For aeons, the legal profession has been steeped in tradition and precedent so its conventional, ‘don’t fix what ain’t broke’ mindset was shaken to the core by the onset of the COVID-19 pandemic.  Not only were attorneys and advocates barred from seeing clients in person, but we had to up our Zoom game and navigate conducting remote trials, hearings and interviews.   Virtual hearings including virtual dispute resolution platforms such as mediation and arbitration became the new way to conduct matters as a response to the limited possibilities for in-person hearings. 

Not without its teething problems, the Gauteng Division of the High Court in Pretoria and Johannesburg stepped up and implemented an electronic case management and litigation system called CaseLines that was launched in January 2020.  Legal representatives were instructed to upload the necessary pleadings and other relevant documents onto the system directly and were urged not to file hardcopy pleadings or documents in certain kinds of matters, to streamline the process. 

The timing of CaseLines’ implementation turned out to be fortuitous considering the hard lockdown imposed on our country on 23 March 2020 and the kinks were quickly ironed out.  Swiftly, other divisions of the High Court began issuing directives for virtual hearings and the filing of documents by means of e-mail.
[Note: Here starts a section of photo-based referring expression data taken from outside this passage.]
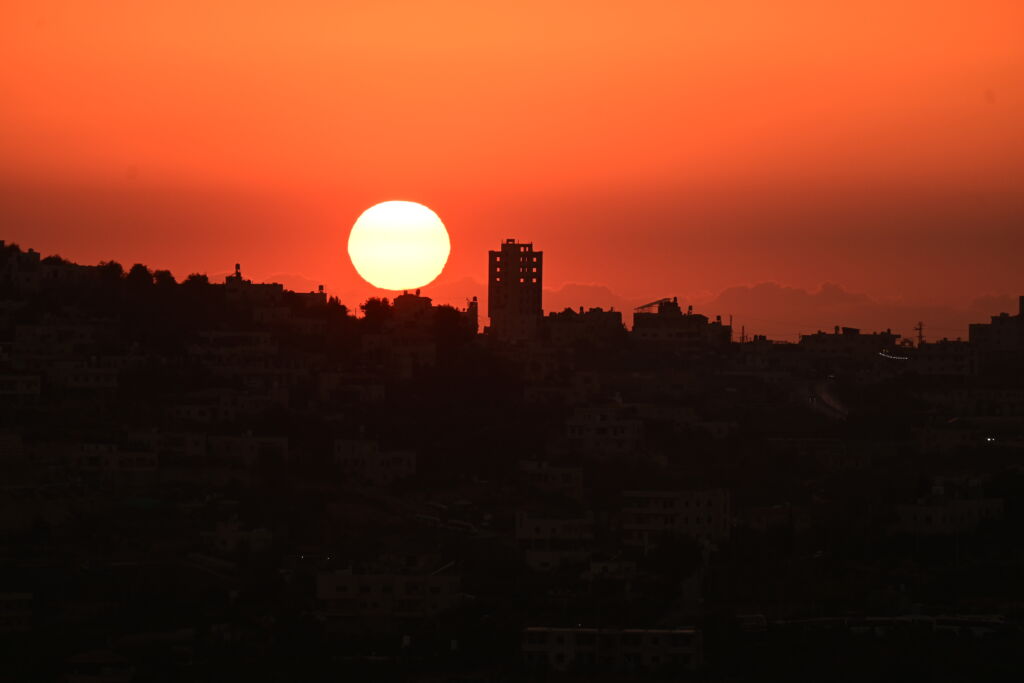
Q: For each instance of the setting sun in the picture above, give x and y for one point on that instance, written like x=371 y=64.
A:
x=398 y=245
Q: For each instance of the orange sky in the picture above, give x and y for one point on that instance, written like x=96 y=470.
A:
x=652 y=147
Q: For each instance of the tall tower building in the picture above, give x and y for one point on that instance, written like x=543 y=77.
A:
x=514 y=286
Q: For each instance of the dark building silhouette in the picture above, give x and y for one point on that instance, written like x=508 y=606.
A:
x=514 y=291
x=663 y=323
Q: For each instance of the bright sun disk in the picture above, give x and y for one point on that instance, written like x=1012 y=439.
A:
x=398 y=245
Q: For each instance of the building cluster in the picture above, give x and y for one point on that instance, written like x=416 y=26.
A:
x=202 y=477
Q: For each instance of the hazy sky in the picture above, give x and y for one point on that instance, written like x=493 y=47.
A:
x=652 y=147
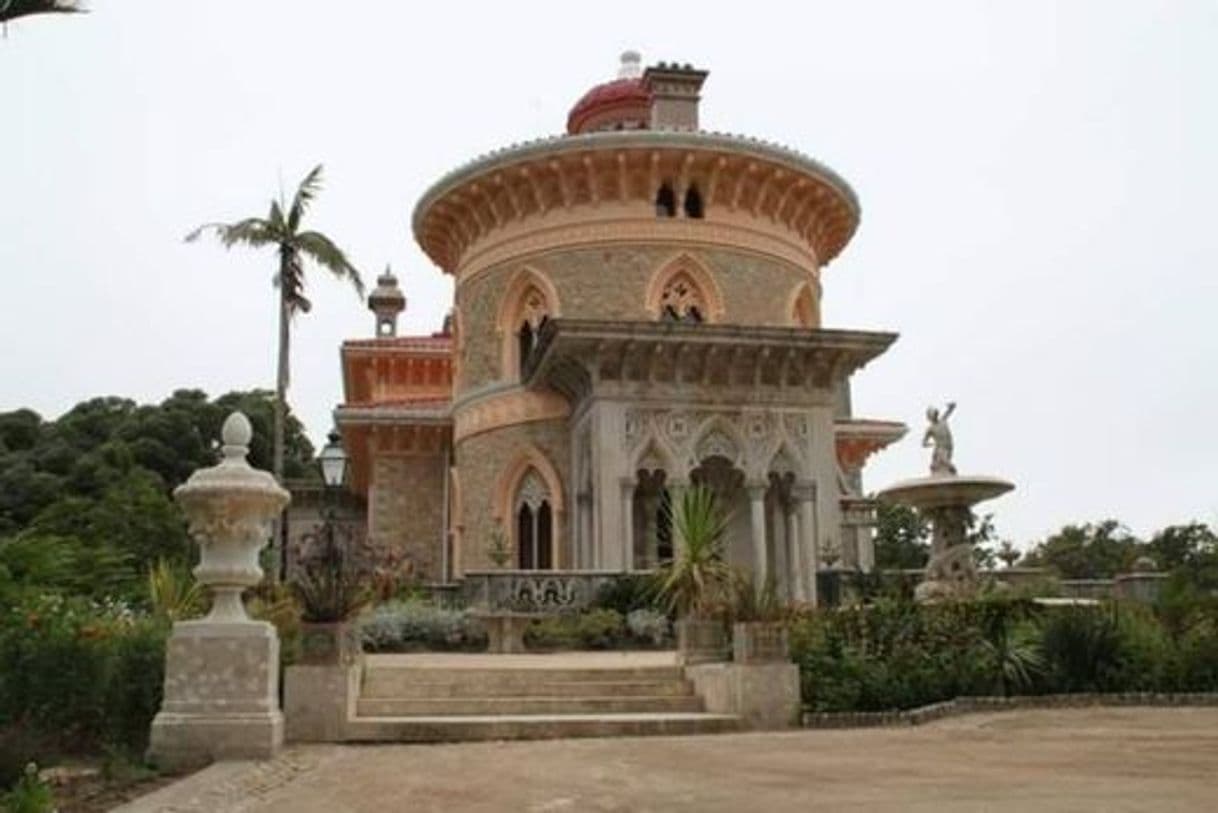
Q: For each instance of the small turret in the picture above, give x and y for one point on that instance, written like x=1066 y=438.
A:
x=386 y=301
x=675 y=93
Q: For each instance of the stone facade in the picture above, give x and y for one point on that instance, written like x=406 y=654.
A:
x=610 y=283
x=482 y=462
x=407 y=510
x=608 y=280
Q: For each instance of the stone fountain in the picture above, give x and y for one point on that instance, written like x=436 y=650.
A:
x=222 y=672
x=945 y=499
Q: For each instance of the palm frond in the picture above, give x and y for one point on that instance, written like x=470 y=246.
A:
x=322 y=250
x=251 y=232
x=305 y=195
x=277 y=218
x=14 y=9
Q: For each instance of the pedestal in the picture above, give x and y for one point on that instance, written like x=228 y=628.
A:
x=506 y=630
x=221 y=695
x=765 y=696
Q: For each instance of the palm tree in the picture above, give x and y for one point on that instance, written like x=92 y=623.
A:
x=294 y=246
x=14 y=9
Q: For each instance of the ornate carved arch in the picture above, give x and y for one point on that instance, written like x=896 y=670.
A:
x=718 y=436
x=530 y=457
x=530 y=468
x=785 y=460
x=685 y=267
x=529 y=296
x=653 y=454
x=803 y=307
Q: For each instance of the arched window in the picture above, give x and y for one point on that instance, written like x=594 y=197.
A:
x=693 y=201
x=682 y=300
x=528 y=304
x=803 y=308
x=665 y=201
x=535 y=524
x=525 y=339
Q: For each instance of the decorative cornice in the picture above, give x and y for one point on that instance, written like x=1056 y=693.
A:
x=507 y=408
x=577 y=356
x=859 y=439
x=614 y=224
x=736 y=177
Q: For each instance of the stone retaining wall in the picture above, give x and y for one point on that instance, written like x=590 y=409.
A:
x=971 y=705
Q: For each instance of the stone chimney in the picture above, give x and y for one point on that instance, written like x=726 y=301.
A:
x=675 y=94
x=386 y=301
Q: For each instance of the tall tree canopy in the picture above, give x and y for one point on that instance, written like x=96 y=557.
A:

This sudden shift not only affected the backlog of cases to be heard but also forced legal representatives to embrace the new requirements for additional IT software such as Microsoft Teams, Zoom, Adobe Acrobat and Dropbox, and to adjust their file and practice management to ensure that records could be compiled electronically and easily distributed to all parties involved. 

Naturally this IT revolution had the effect of excluding some legal practitioners who did not have the resources to conduct their practices virtually, but on a positive note it encouraged and pushed others to quickly adapt and evolve and develop the necessary technical skills in order to keep up and remain on the cutting-edge of the latest technologies – the new, improved way, it seems, of practising law. 

Fortunately, for us at Gillan & Veldhuizen Inc., we already had the capabilities for remote-based work and cloud storage systems from as early as 2015 and have made use of various developments in IT over the years for on-going litigation and other aspects of our practice.  This has assisted our legal team in ensuring remote accessibility to client files, actioning speedy, uninterrupted service to our clients.   

The COVID-19 pandemic has emphasised the need for the legal community to adjust to ever-changing technology in our work environment and be creative in developing a new and modern approach to this age-old profession which, given time will all seem perfectly normal.